Hi,
I currently have about 9000 zip files, with each of those zip files containing roughly 5000-10000 zip files and each of those zip files contain about 1000 csv files.
I need to strip mine some data from those csv files. Preferably using C++. I don't want to be doing any writing to disk cause that may take a while.

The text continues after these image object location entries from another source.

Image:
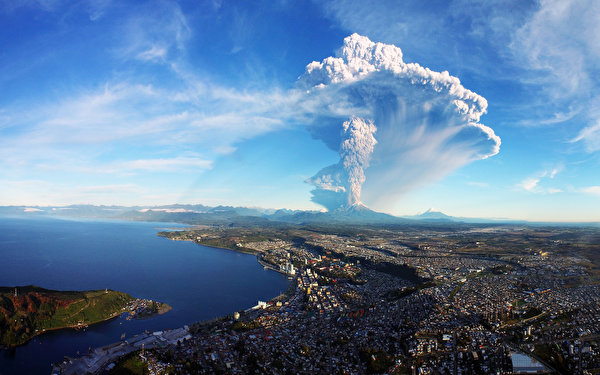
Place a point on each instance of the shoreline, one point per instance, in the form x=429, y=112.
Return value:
x=66, y=328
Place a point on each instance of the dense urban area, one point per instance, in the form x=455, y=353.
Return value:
x=432, y=299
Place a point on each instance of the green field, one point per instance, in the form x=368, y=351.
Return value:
x=35, y=310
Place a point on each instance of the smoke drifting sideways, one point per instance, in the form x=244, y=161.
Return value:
x=395, y=125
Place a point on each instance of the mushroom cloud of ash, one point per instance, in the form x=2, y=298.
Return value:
x=396, y=125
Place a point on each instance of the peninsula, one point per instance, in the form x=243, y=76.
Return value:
x=28, y=311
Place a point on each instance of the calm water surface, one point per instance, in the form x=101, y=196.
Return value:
x=198, y=282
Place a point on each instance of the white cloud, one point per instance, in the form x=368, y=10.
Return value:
x=155, y=53
x=595, y=190
x=173, y=164
x=590, y=136
x=478, y=184
x=427, y=122
x=532, y=184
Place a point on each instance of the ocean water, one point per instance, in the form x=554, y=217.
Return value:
x=198, y=282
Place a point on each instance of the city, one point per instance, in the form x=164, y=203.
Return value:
x=406, y=301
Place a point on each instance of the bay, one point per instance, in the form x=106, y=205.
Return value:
x=199, y=282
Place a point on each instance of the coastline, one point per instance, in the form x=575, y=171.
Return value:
x=75, y=327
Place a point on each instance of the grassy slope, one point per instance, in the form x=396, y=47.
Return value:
x=36, y=310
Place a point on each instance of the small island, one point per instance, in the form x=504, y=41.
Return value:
x=28, y=311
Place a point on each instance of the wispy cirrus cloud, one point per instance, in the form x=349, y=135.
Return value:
x=532, y=183
x=594, y=190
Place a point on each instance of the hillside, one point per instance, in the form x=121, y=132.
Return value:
x=35, y=310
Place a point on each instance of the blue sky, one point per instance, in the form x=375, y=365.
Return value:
x=148, y=103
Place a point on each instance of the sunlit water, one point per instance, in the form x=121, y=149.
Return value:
x=198, y=282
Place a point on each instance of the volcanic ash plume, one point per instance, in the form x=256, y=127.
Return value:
x=339, y=185
x=356, y=150
x=427, y=124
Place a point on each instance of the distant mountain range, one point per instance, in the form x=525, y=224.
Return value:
x=241, y=216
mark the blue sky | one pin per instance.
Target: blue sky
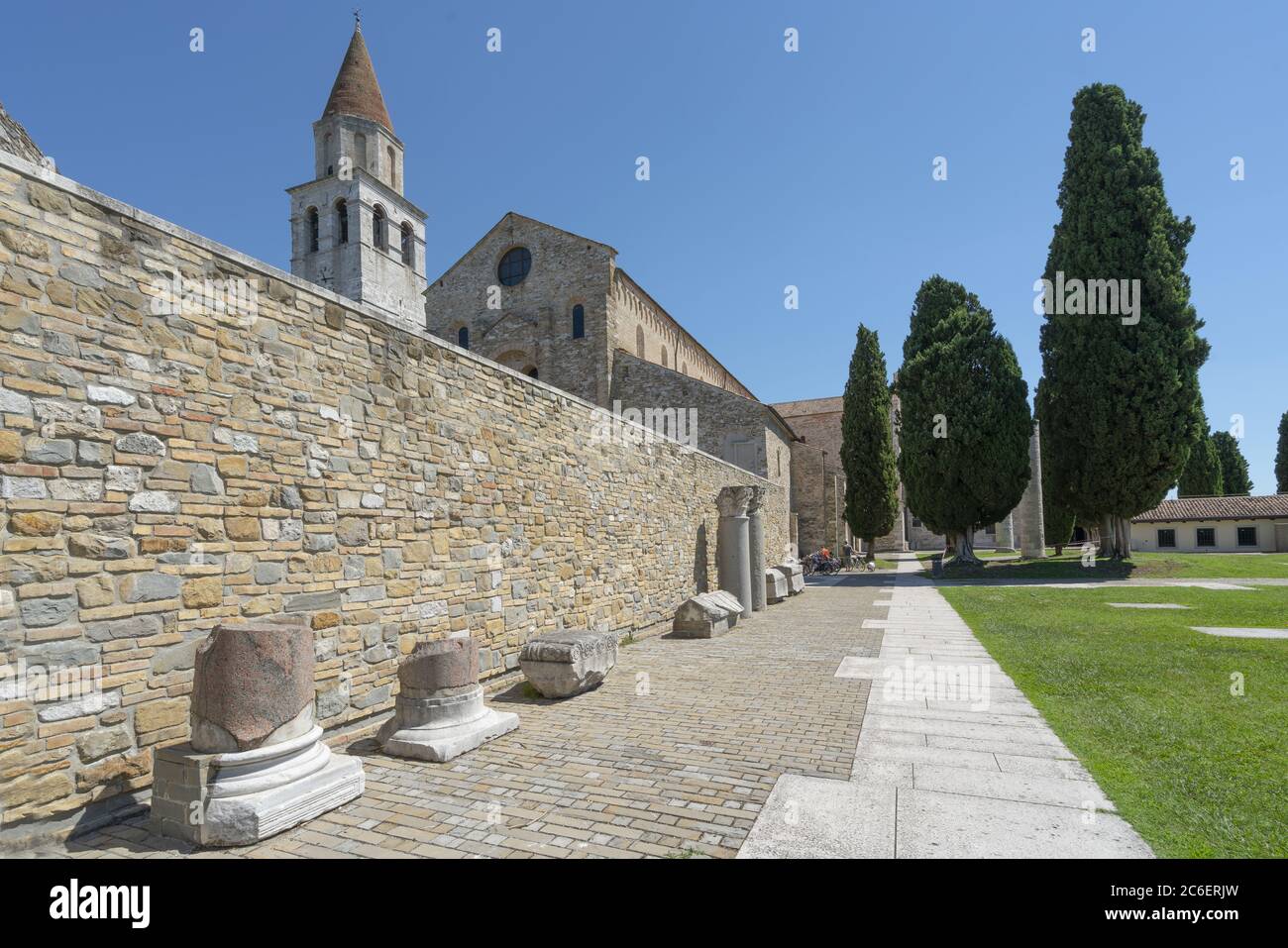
(768, 168)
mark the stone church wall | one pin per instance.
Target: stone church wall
(299, 459)
(533, 322)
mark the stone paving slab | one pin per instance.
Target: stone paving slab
(674, 755)
(974, 769)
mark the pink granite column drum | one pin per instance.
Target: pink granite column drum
(439, 711)
(270, 668)
(256, 764)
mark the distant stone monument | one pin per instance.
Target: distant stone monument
(776, 584)
(439, 711)
(256, 764)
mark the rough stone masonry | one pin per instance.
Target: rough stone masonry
(166, 472)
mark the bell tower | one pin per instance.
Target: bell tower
(352, 228)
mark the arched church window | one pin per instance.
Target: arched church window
(514, 266)
(342, 219)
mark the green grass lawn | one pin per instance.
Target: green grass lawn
(1181, 566)
(1145, 703)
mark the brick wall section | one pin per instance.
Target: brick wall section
(166, 473)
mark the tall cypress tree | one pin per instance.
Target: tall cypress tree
(1202, 473)
(1057, 522)
(1124, 394)
(867, 449)
(1282, 458)
(1235, 479)
(964, 416)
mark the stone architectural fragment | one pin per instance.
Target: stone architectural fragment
(734, 544)
(567, 664)
(706, 616)
(439, 711)
(756, 544)
(795, 575)
(256, 764)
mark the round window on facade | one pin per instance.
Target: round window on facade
(514, 266)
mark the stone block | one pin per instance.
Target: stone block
(565, 664)
(706, 616)
(253, 685)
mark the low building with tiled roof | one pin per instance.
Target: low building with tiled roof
(1215, 524)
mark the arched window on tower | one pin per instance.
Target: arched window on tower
(408, 244)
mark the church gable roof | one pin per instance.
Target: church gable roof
(356, 90)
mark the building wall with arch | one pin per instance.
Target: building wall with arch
(531, 322)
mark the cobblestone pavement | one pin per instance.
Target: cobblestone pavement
(673, 756)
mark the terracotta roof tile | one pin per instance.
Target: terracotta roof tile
(1274, 505)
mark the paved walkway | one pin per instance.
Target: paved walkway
(673, 756)
(952, 760)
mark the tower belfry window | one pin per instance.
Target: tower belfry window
(342, 220)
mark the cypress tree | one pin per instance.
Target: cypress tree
(964, 416)
(1057, 522)
(1202, 473)
(867, 449)
(1235, 479)
(1124, 394)
(1282, 458)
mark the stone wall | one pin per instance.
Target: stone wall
(640, 326)
(163, 472)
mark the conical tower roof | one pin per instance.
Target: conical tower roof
(356, 90)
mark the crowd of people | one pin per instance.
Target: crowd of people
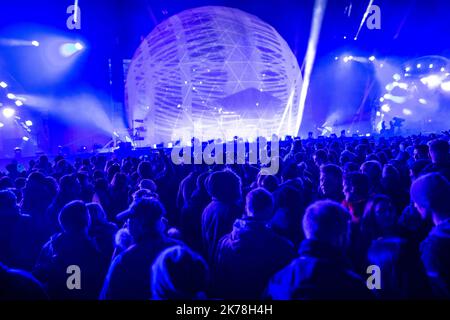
(144, 228)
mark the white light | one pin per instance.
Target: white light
(403, 85)
(385, 108)
(432, 81)
(445, 86)
(407, 112)
(79, 46)
(8, 112)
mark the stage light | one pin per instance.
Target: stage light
(69, 49)
(79, 46)
(407, 112)
(445, 86)
(432, 81)
(385, 108)
(8, 112)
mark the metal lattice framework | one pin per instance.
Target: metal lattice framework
(213, 72)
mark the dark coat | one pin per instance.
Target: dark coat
(320, 272)
(247, 258)
(435, 251)
(129, 275)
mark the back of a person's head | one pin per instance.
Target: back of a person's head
(96, 212)
(8, 203)
(417, 167)
(74, 217)
(224, 186)
(259, 204)
(268, 182)
(326, 221)
(179, 274)
(146, 214)
(379, 218)
(438, 150)
(6, 183)
(431, 193)
(145, 170)
(148, 184)
(372, 169)
(331, 170)
(358, 182)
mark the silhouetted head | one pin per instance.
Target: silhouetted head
(179, 274)
(74, 217)
(224, 186)
(438, 150)
(327, 222)
(259, 204)
(431, 194)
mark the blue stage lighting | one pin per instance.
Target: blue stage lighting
(69, 49)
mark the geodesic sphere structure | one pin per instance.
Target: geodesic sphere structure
(213, 72)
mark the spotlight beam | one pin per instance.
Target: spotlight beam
(366, 14)
(316, 24)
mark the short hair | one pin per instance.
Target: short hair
(439, 146)
(259, 202)
(325, 221)
(432, 192)
(359, 181)
(169, 280)
(332, 170)
(74, 216)
(224, 186)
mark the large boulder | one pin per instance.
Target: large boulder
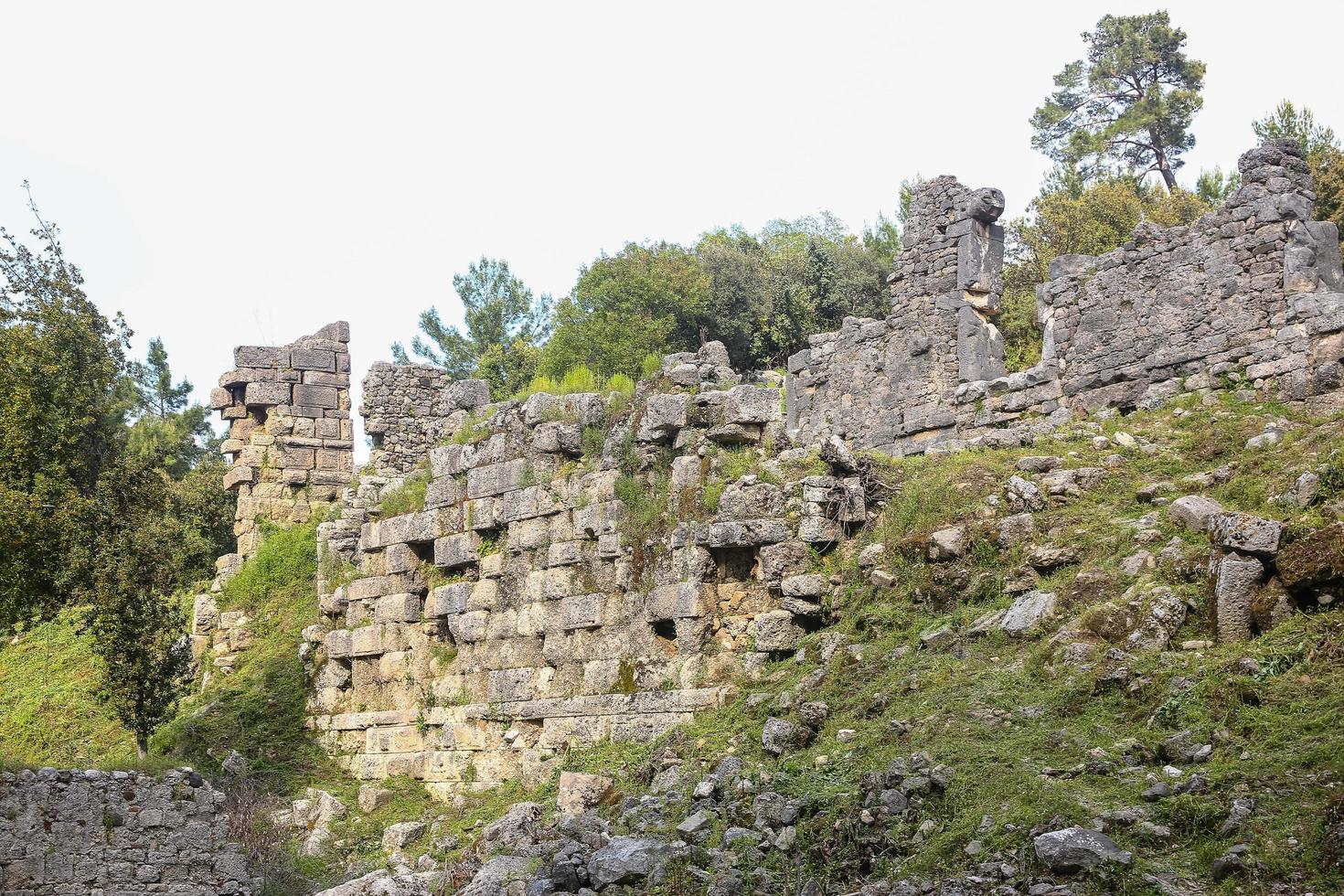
(626, 860)
(780, 736)
(1313, 560)
(1078, 849)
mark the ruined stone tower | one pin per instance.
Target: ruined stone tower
(289, 430)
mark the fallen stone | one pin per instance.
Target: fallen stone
(1192, 512)
(581, 792)
(1078, 849)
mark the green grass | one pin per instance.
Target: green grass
(50, 712)
(408, 497)
(261, 707)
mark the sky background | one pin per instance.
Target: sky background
(246, 172)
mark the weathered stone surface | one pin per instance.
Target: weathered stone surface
(1078, 849)
(117, 832)
(580, 792)
(1027, 613)
(1244, 534)
(1238, 581)
(1192, 512)
(1313, 560)
(626, 860)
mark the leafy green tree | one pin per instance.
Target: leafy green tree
(139, 630)
(500, 312)
(60, 420)
(167, 426)
(1129, 102)
(1069, 220)
(1214, 187)
(1323, 152)
(643, 300)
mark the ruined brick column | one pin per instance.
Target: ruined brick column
(289, 432)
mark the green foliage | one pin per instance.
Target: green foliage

Currently, I'm using libzip
Code (dodgy hack) so far:
Code:
int readMasterZipFile(string zipFile)
{
struct zip *z;
struct zip_stat st;
struct entry *e;
int numberOfFiles;
int n;
int err;
char errstr[1024];
off_t size;
unsigned int crc;
char b[8192];
struct zip_file *zf;
if ((z=zip_open(zipFile.c_str(), 0, &err)) == NULL)
{
zip_error_to_str(errstr, sizeof(errstr), err, errno);
fprintf(stderr, "Cannot open zip archive `%s': %s\n", zipFile.c_str(), errstr);
return -1;
}
numberOfFiles = zip_get_num_files(z);
fprintf(stdout, "The number of files in zip = %d\n", numberOfFiles);
// Stop testing with all the files - just one for now
int test = 1;//numberOfFiles;
for ( int j = 0; j < test; j++ )
{
//zip_stat_index(z, j, 0, &st);
// Need to open this zip file
zf = zip_fopen_index(z, j, ZIP_FL_COMPRESSED);
while ((n=zip_fread(zf, b, sizeof(b))) > 0)
{
}
zip_fclose(zf);
}
// Close this zip file
zip_close(z);
// For now, useless return
return 1;
}
My problem is that I need to read the archive within the archive. I can read csv files straight out of a single zip.
Anybody offer any solutions/ideas/alternatives?